The High Negotiations Committee for the Syrian National Coalition (SNC) proposed the principle of administrative decentralization in managing the country’s affairs.
“Giving the people of each governorate and district a role in managing their local affairs: economic, communal, and daily life affairs in ways that do not adversely affect the unity of the country,” the proposal said.
However, the Kurds are not satisfied with the transition plan, which does not recognize any form of autonomy for the Kurds.
“This proposed plan makes one feels sorry for the Syrian situation; after five years of bloodshed, the opposition is still thinking and acting in the same political way,” Bader Mustafa, a member of the Kurdish Youth Movement (TCK), told ARA News.
“The Syrian opposition wants to replace the Assad regime with the same centralised power,” he said. “I am sure they will not achieve this, and the civil war will continue in Syria as long as this opposition keeps thinking in this way.”
Kurdish activists also expressed their anger with the Kurdish National Council (KNC) which is still part of the Syrian opposition bloc.
“The KNC is still part of SNC, but the SNC has a narrow view on Kurdish rights in Syria, and insists that the administration will only be local, with no kind of recognition of any self-administration,” Mustafa said.
Speaking to ARA News, Zara Salih, a member of the Kurdish Yekiti Party in Syria, said that there is no difference between the Syrian opposition and the Baath-regime.
“To convince the Syrian opposition on Kurdish rights cannot be achieved, because they are the students of the Baathist and Arab nationalist culture,” he said. “They cannot change their mentality over the night.”
Salih pointed out that the KNC failed to recognize Kurdish rights at the 2011 Tunis Conference and at subsequent conferences in Geneva and Riyadh. “The Syrian opposition members keep showing a racist attitude towards the Kurds without much of a response from the KNC,” Salih told ARA News.

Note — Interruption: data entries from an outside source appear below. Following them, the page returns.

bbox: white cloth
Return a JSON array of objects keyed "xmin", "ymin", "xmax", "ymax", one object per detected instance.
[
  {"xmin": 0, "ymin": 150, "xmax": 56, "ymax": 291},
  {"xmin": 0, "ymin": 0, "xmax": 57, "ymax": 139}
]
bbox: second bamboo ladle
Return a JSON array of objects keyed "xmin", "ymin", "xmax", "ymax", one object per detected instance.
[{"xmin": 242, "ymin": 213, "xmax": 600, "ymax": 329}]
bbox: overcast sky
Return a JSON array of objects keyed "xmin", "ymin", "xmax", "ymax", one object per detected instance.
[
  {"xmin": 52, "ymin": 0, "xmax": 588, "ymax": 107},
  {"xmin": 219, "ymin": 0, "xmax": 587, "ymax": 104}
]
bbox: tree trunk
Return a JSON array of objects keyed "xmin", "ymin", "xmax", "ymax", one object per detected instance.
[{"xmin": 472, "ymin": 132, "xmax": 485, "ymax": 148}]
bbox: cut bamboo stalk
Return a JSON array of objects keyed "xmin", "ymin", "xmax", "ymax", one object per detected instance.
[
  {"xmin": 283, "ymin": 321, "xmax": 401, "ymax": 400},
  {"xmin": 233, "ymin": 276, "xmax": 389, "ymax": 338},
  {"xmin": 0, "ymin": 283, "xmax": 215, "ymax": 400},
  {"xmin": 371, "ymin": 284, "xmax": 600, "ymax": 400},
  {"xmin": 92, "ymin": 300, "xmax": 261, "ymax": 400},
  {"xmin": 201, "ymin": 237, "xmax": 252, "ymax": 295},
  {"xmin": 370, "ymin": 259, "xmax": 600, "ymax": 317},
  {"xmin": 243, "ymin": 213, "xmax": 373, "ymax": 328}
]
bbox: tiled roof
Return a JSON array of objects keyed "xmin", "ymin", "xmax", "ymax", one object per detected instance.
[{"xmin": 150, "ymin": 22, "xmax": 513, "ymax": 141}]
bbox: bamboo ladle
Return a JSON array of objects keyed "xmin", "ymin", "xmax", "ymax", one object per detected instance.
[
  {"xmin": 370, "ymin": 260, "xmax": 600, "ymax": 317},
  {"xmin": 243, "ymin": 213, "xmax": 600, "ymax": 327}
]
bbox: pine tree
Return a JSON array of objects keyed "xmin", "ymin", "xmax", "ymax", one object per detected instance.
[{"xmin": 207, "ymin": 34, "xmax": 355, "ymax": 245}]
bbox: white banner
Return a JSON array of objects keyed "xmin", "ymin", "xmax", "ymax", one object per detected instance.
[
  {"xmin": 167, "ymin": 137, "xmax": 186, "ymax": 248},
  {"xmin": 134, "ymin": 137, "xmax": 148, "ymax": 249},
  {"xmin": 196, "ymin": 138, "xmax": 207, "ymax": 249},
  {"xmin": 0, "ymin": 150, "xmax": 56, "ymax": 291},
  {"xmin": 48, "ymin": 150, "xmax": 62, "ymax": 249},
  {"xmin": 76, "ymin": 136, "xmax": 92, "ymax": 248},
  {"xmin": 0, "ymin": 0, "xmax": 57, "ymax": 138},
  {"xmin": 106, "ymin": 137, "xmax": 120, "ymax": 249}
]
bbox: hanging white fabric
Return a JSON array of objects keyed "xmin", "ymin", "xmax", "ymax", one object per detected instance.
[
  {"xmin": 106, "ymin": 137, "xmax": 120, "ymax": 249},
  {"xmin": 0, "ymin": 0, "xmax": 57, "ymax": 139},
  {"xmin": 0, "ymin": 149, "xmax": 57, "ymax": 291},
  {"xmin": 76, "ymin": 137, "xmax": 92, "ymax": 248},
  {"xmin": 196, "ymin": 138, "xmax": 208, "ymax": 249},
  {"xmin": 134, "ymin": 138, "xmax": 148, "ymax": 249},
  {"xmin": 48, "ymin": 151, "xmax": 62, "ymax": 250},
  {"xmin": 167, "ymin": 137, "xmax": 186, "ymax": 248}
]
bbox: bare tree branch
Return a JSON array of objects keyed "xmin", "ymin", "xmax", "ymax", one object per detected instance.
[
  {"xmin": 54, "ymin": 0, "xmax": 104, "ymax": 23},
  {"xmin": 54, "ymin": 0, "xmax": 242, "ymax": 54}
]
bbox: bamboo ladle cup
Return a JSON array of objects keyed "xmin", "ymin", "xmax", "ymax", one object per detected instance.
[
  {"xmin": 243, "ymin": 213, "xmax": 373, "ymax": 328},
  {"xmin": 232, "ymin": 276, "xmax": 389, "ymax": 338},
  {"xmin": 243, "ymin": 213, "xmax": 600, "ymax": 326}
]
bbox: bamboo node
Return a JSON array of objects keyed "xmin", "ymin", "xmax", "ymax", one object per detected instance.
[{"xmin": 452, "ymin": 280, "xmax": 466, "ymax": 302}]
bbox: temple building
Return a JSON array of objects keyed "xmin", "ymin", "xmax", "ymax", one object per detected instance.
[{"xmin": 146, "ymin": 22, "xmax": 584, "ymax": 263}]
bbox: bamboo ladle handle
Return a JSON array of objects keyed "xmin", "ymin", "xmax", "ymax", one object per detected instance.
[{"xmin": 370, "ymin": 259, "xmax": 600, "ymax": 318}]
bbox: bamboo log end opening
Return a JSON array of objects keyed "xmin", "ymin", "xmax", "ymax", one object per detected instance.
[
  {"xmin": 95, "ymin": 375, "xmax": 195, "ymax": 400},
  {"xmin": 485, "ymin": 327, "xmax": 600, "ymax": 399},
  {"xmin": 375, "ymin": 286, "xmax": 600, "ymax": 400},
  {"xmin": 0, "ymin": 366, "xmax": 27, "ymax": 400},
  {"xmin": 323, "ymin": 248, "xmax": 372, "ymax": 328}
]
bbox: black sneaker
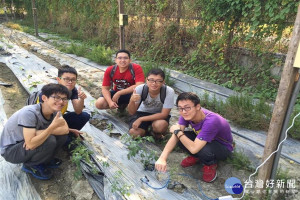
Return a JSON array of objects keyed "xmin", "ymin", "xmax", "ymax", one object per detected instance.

Therefore, the Kurdish politician suggested that it would be better for the KNC to withdraw from the Syrian opposition, and try to reach a deal with the Democratic Union Party (PYD). The PYD recently signed an agreement with Syria’s Tomorrow Movement led by Ahmed Jarba, the former head SNC, recognizing the Canton administrations.
“The announced autonomous administration in the areas of al-Jazeera, Kobane and Afrin in northern Syria are accepted and commitments are made to adhere to their laws and the decisions of the courts,” the agreement said.
According to Walid Shekho, a Syrian Kurdish politician, federalism could guarantee the rights of the Kurdish people and other minorities in Syria.
“I think federalism is a basic right. The best step to realize our right is to unite the Kurds and draw a road map solution for Rojava and the rest of Syria,” Shekho told ARA News. “Of course, with consultation with the US and EU.”
Michael Stephens, Research Fellow for Middle East Studies and Head of RUSI Qatar, told ARA News that unlike the Syrian opposition and PYD, the KNC’s aims are Kurdish nationalist in character.
“The KNC insistence on Kurdish rights and identity being explicitly stated made their position ultimately untenable with mainstream opposition positions,” Stephens said.
“The PYD has been more ecumenical in this regard, but the KNC has long insisted on ethnic national identity as being the main underpinning of their ideas which cannot be compatible with larger opposition goals,” he added. “To this end, it is not surprising that a split has opened up; their end goals were never the same. The KNC wants an autonomous Kurdish controlled entity. They’re very clear about it.”